GCP(Google Cloud Platform)は、Googleが提供するクラウドコンピューティングサービスの総称です。
最新では「Google Cloud」という名称に統一されましたが、エンジニアの現場では今も「GCP」と呼ばれるケースが大半です。
本記事ではGCPの基本概念から主要サービス・料金体系・AWSとの違いまで、初めて学ぶ方にもわかるように解説します。
- GCPの正しい意味と「Google Cloud」との関係について
- BigQueryやVertex AIなどGCPを代表するサービスの特徴について
- AWSとGCPの違いと、目的に合ったクラウドの選び方について
1. GCPとは何か:正式名称・Google Cloudとの違い・基本的な意味

GCPについて正確に理解するには、まずその定義と名称をめぐる経緯を整理することが大切です。
現場では「GCP」「Google Cloud」の2つの呼び方が混在していますが、指す範囲や使われる場面に違いがあります。
GCPとはGoogleが自社インフラを外部提供するクラウドサービスの総称
GCP(Google Cloud Platform)とは、Googleが自社のデータセンターやネットワーク設備を活用して外部に提供するクラウドコンピューティングサービスの総称です。
コンピューティング・ストレージ・データベース・AI・ネットワークなど、200以上のサービスで構成されています。
クラウドの3つのモデル:IaaS・PaaS・SaaS
クラウドコンピューティングには大きく3つのモデルがあります。
インフラ(サーバー・ネットワーク・ストレージ)を提供するIaaS、アプリケーション開発環境を提供するPaaS、そしてソフトウェアそのものを提供するSaaSです。
GCPはこれら3つのモデルすべてをカバーしており、スタートアップから大企業まで幅広い用途に対応しています。
GoogleはGoogle検索・Gmail・YouTubeといった世界規模のサービスを自社インフラで運用してきました。
GCPはその同じ設備を、一般の企業や開発者が使える形で提供しているという点が、他社クラウドとの大きな違いのひとつです。
GCPは「Google Cloud」へ統一されたが現場では今も「GCP」が主流
Googleはクラウド関連サービスの名称を整理し、「Google Cloud」という呼称に統一しています。
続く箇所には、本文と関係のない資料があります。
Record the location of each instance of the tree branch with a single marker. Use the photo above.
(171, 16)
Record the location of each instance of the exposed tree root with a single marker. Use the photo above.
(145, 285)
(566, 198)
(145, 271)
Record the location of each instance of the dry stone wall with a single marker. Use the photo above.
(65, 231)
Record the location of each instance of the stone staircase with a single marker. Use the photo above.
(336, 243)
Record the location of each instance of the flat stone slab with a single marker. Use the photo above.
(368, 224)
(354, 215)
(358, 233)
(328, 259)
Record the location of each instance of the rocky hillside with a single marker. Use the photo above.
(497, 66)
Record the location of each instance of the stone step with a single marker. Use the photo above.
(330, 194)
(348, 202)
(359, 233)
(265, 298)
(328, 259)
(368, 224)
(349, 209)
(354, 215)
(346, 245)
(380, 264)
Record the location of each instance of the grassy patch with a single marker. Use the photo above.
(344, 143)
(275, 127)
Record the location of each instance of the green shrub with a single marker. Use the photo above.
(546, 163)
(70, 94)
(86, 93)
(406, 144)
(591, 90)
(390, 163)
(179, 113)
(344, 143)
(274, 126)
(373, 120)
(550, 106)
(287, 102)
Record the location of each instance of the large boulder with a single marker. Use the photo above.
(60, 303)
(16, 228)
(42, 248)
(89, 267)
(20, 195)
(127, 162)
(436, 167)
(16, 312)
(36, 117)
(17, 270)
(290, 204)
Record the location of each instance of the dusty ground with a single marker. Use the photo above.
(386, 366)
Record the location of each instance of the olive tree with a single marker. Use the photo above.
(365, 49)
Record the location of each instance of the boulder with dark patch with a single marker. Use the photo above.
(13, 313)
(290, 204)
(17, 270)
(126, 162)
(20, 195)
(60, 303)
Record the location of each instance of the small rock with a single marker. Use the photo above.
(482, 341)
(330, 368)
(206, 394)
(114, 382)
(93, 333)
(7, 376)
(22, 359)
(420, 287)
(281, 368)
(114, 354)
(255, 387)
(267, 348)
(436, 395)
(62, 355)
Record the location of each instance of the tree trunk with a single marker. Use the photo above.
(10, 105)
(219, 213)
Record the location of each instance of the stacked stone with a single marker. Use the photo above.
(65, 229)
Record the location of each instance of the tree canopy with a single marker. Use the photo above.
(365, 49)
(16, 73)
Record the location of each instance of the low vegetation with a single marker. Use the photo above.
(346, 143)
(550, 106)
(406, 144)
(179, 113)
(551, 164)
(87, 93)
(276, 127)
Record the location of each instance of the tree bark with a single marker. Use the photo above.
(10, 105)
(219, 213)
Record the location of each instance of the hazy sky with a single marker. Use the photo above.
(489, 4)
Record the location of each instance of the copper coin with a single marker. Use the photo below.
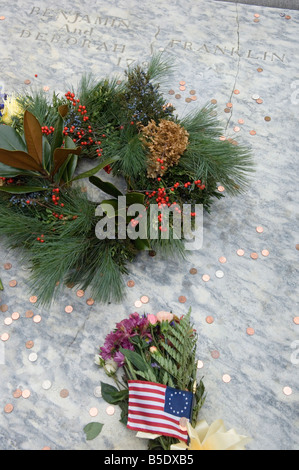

これはブランドをひとつにまとめるための名称変更であり、技術的な仕様が変わったわけではありません。
ただし、求人票・技術ドキュメント・エンジニアコミュニティ(Qiitaなど)では今も「GCP」という略称が広く使われています。
資格試験や学習教材でも「GCP」表記が残っているケースが多く、実務上は両方の呼称を知っておく必要があります。
2. GCPの主要サービス一覧:カテゴリ別に全体像を把握する
Google Cloud
主要サービス構成図
Computing
Data Analytics
AI & ML
Storage & DB
Networking
GCPは200以上のサービスで構成されていますが、最初はカテゴリ別に代表的なサービスを把握するのが近道です。
ここでは、コンピューティング・データ分析・AI/機械学習・ストレージ/データベース・ネットワークの5つに分けて紹介します。
コンピューティング:仮想マシンからサーバーレスまで用途に応じて選択できる
GCPのコンピューティングサービスは、アプリケーションの規模や運用スタイルに合わせて複数の選択肢が用意されています。
Compute Engine:
仮想マシン(VM)を提供するIaaSサービスです。OSやミドルウェアを自由にカスタマイズでき、既存のオンプレミス環境からの移行にも向いています。
Google App Engine:
インフラの管理が不要なPaaSです。コードをアップロードするだけで自動的にスケーリングされ、Webアプリの開発・運用に適しています。
Google Kubernetes Engine(GKE):
Kubernetes(コンテナ管理ツール)をマネージドで提供するサービスです。コンテナ化されたアプリケーションの管理や、マイクロサービス構成の構築に活用されています。
データ分析:BigQueryがGCPの最大の差別化ポイント
GCPがAWSやAzureに対して最も強みを発揮するのがデータ分析の領域で、その中心にあるのがBigQueryです。
BigQueryはサーバーレス型のデータウェアハウスで、テラバイト規模のデータを数秒で処理できる速さが特徴です。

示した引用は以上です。